Ticket prices include full garden admission. Tickets priced for children covers ages 17 and under. Tickets will be discounted by $2 per individual for group purchases of at least 10 people. The prices listed here are early bird specials available until April 29, 2017. On the day of the performance, online and at-the-door ticket prices will increase by $5 per ticket. JFG memberships will be verified at the door. Refunds will not be issued after April 23.
This project is partially funded by WESTAF, the Western States Arts Federation; the National Endowment for the Arts; the Japan Foundation (Los Angeles); and the San Diego Commission for Arts and Culture..
Come and enjoy a delightful performance by the EDO MARIONETTE GROUP (江戸糸あやつり人形劇場団 on Sunday, April 30 at 2:00 PM and 5:00 PM! This unique show is brought to you through the collaborative efforts of the San Diego Guild of Puppetry and the Japanese Friendship Garden Society of San Diego.
The Edo Marionette Group presents and preserves fine and sophisticated marionettes from the 17th century. The marionette (the string-controlled puppet, or ayatsuri ningyo) came to Japan from China about 360 years ago in the period of the reign of the Tokugawa Shogunate (the so-called Edo Period 1603-1868).
Various improvements have been added since then that have made the puppets sensitive, demanding, and extremely expressive. The Edo Marionette Group performance is poetry in motion, unbelievable virtuosity in handling the marionette, and the relationship between man and marionette.
In the program, there are four dances and two segments featuring explanations of the marionette shape and structure, given in Japanese through an English interpreter.

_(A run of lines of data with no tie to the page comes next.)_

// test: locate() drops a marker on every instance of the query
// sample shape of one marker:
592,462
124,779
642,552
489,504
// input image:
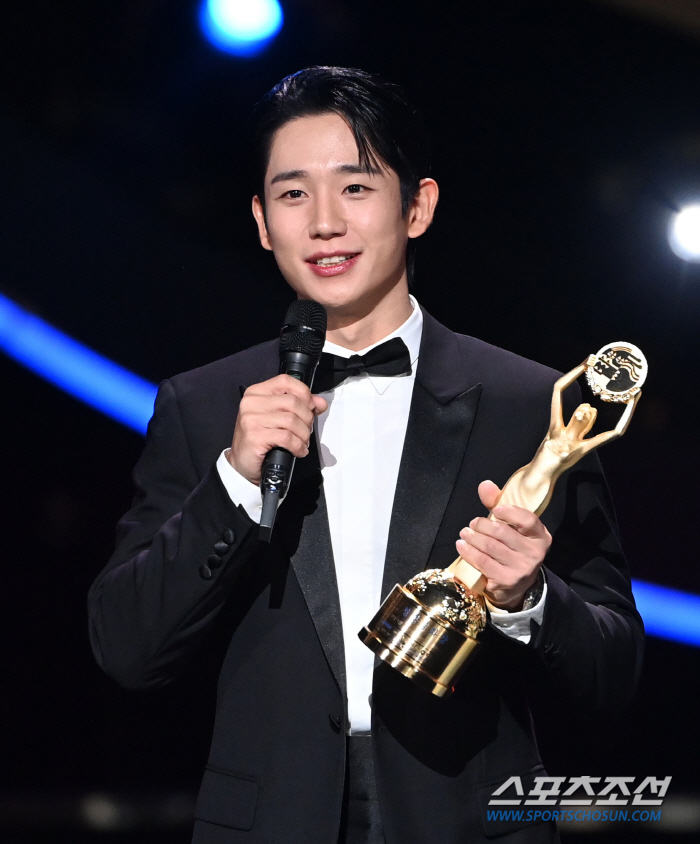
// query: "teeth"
335,259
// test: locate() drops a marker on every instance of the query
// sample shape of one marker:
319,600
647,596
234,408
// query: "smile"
334,259
331,265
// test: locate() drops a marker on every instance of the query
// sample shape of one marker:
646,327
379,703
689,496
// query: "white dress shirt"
360,438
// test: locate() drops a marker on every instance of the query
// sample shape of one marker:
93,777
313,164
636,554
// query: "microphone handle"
279,463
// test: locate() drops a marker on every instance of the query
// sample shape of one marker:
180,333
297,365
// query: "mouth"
332,264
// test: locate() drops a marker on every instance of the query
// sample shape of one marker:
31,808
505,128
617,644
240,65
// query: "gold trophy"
429,628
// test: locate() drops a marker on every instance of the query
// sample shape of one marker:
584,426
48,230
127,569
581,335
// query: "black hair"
387,128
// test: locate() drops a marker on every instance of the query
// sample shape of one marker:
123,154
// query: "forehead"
322,141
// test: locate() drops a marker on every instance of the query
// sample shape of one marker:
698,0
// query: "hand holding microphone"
275,418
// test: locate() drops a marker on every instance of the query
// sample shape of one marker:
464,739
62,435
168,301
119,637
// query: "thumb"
489,494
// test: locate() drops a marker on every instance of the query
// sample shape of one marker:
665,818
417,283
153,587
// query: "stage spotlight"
684,233
240,27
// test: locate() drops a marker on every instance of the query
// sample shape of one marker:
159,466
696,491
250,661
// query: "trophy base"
411,638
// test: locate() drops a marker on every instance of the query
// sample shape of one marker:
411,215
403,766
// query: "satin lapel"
314,566
443,408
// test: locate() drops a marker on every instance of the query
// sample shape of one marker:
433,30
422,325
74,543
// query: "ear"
259,215
422,208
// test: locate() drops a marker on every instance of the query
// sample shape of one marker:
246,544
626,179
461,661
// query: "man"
312,743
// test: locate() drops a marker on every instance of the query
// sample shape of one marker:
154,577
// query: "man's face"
337,233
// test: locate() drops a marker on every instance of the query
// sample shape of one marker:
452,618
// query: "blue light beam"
668,613
128,398
80,371
240,27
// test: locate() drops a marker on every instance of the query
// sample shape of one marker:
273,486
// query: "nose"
327,218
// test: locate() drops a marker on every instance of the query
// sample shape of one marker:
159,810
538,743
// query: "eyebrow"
289,175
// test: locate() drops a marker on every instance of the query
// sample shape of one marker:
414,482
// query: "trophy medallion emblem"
428,629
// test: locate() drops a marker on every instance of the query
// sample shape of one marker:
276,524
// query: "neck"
357,326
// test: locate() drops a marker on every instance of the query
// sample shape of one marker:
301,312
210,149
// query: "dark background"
565,132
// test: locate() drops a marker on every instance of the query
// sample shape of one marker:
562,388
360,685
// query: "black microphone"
301,343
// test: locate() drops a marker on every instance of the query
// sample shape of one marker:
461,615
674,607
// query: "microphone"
301,342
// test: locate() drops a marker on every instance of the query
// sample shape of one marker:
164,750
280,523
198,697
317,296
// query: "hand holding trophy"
429,628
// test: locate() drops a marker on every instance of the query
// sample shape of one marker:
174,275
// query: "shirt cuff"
516,625
241,491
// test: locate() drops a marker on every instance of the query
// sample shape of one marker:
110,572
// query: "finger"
280,403
507,533
281,421
489,493
281,385
493,571
524,521
281,438
477,546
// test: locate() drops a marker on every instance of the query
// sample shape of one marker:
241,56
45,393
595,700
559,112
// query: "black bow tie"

Marionette Dances "Kappore"
This is a male dance. When samurai ruled Japan, Tokyo was called Edo. This dance was a street performance, which was very popular when the location of the capital city, and the era, were changed from Edo to Tokyo. Actual Kappore dances are still seen in the traditional theaters and restaurants.
In Edo festivals, people used to dance strangely to the merry music with flutes and drums. A man who is on his way home from a festival is stumbling along the street over a bottle of sake. After he has finished the bottle, he falls asleep, when suddenly loud music wakes him up and makes him dance.
This is a female dance. There is "Makurabyobu-folding screen" on a stage. It is a bit of Japanese furniture, usually placed at the corner of the Japanese bedside. There is a woman waiting for her lover. She spent last night with him, but she misses him so much that she wants him to visit her again tonight. Yet, she doesn't know if he is coming. She is waiting, as snow falls outside.
This is a traditional dance whose variations are seen in East Asian countries. It is believed that the loud roar of a strong lion suppresses bad things like illness, and brings health and success.